Vladimir Kogan No Adults Left Behind: How Politics Hijacks Education and Hurts Kids Cambridge University Press 328 pages, 6 x 9 inches, ISBN 978-1009606318
There is a conundrum built into how we as a society have decided to organize public education. Schools exist to educate children. But public schools are governed through elections in which adults—mostly older adults without school-aged children, it turns out (see Chapter 2!)—are the key decision-makers.
No Adult Left Behind argues that the interests of students and these politically pivotal adults are often misaligned. Across nine chapters, it documents the various mechanisms through which such misalignment has introduced perverse incentives, causes dysfunction in our K–12 education system, and ultimately harms student learning.
Because our governance system is designed to respond to and prioritize the interests of adults, the issues most salient and visible education policy debates focus on—identity politics, partisanship, employment and contracting, property values—have little to do with how well schools are actually educating students.
I’ve been interested in education, and attending school board meetings, for more than half of my life. I began in high school when, as editor of my high school newspaper, I decided it was important to see what the local school board was doing. This was right after the federal No Child Left Behind Act was passed and I still remember a board meeting where everyone panicked about how they were going to achieve 100% proficiency in math and reading by 2014, as the law required. (Needless to say, that goal was never reached.)
After college, I wrote for the Voice of San Diego, the first online-only, nonprofit journalism organization that focused on local issues. My beat was the San Diego Unified School District.
And over the past 10 years, I have worked with colleagues to collect the most comprehensive data on local school elections available, thanks to generous support from the Spencer Foundation.
Although I didn’t set out to write a book on education, eventually I saw too many important themes that no one was talking about. No one fully explained why the dysfunction and complaints that have been made about public education are essentially hardwired into how schools are governed. No one has pointed out that our system is effectively “gerrymandered” to serve mobilized and self-interested adults, even at the expense of students and their learning.

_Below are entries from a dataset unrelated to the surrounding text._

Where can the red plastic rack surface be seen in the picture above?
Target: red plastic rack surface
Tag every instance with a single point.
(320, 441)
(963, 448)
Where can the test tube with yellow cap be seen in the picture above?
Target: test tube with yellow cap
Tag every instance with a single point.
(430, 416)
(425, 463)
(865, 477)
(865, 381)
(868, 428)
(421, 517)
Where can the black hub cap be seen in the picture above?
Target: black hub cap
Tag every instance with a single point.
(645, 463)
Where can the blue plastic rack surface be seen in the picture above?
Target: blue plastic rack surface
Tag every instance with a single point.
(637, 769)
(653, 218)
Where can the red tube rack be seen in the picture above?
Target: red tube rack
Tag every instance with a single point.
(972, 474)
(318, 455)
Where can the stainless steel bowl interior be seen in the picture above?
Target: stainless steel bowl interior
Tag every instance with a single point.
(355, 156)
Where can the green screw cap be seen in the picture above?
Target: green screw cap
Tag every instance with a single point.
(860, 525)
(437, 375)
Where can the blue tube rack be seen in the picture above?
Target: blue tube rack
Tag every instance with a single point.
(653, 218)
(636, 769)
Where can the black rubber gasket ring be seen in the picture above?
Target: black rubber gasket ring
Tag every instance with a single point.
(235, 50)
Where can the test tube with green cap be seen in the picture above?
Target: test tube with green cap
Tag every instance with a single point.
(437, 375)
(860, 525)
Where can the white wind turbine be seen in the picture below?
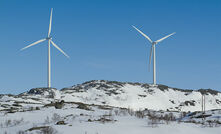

Education scholarship, I’m sad to say, is one of the biggest offenders. Many scholars seem to start with the premise that the current system is optimal and their job is to defend it. They use “democracy” as a trump card to criticize reforms that truly move the needle on academic achievement and attainment and transform kids’ lives for the better. Other academics focus on fringe theories—writing hundreds of pages of impenetrable prose about “neoliberalism” and other “isms”—that have almost nothing to do with the real world.
No Adult Left Behind, I hope, is an antidote to these pathologies. It brings together what we’ve learned in our research and provides a clear and compelling overview of what’s gone wrong and offers some modest ideas for how we can do better.
If someone was just browsing, I would encourage them to start with the first sentence of the first chapter: “June 7, 2023, was the day a group of homophobic Armenians from Glendale, California, almost got me canceled.”
If that doesn’t whet your appetite, I don’t know what will! And I don’t know of any other academic book that starts this way.
The opening section tells the story of a huge controversy in Glendale about the local school district’s decision to fly the gay pride flag during Pride Month, and why I think the controversy illustrates everything that is wrong with how we adults approach public education.
The first chapter ends with another cancellation—of a local Columbus school board member named James Ragland. He was accused (unfairly, in my view) of making a misogynist post on Facebook. In reality, the local teachers’ union long had knives out for him and took advantage of this post to destroy his reputation and his political future. They convinced the local Democratic Party to not endorse him when he ran for re-election, and he ended up losing in a landslide.
Here is how the first chapter ends: “This book is not about what happened to James Ragland, but rather what his defeat symbolizes. It is about the roles of teachers’ unions, political parties, identity commitments, and the media all play in influencing what schools do. It is about how local democracy actually works in practice—not in some idealized Nirvana—and how politics shapes our education system and its ability to effectively serve our kids.”
It doesn’t matter to me whether people agree with me or not. I just want them to read the book, take my arguments seriously, and truly think about them.
One of the people who blurbed my book is a retired professor at Columbia University. Here is what he said: “Some of the books I’ve most valued are those that rankled and perturbed me because they challenged my presumptions and led me to sharpen my thinking and arguments. While there’s much here with which I disagree, No Adult Left Behind is stimulating, forceful and too important to ignore.”
He said he was a little worried I would be offended, but I was absolutely over the moon! I couldn’t think of a response that better demonstrates exactly what I want the book to accomplish.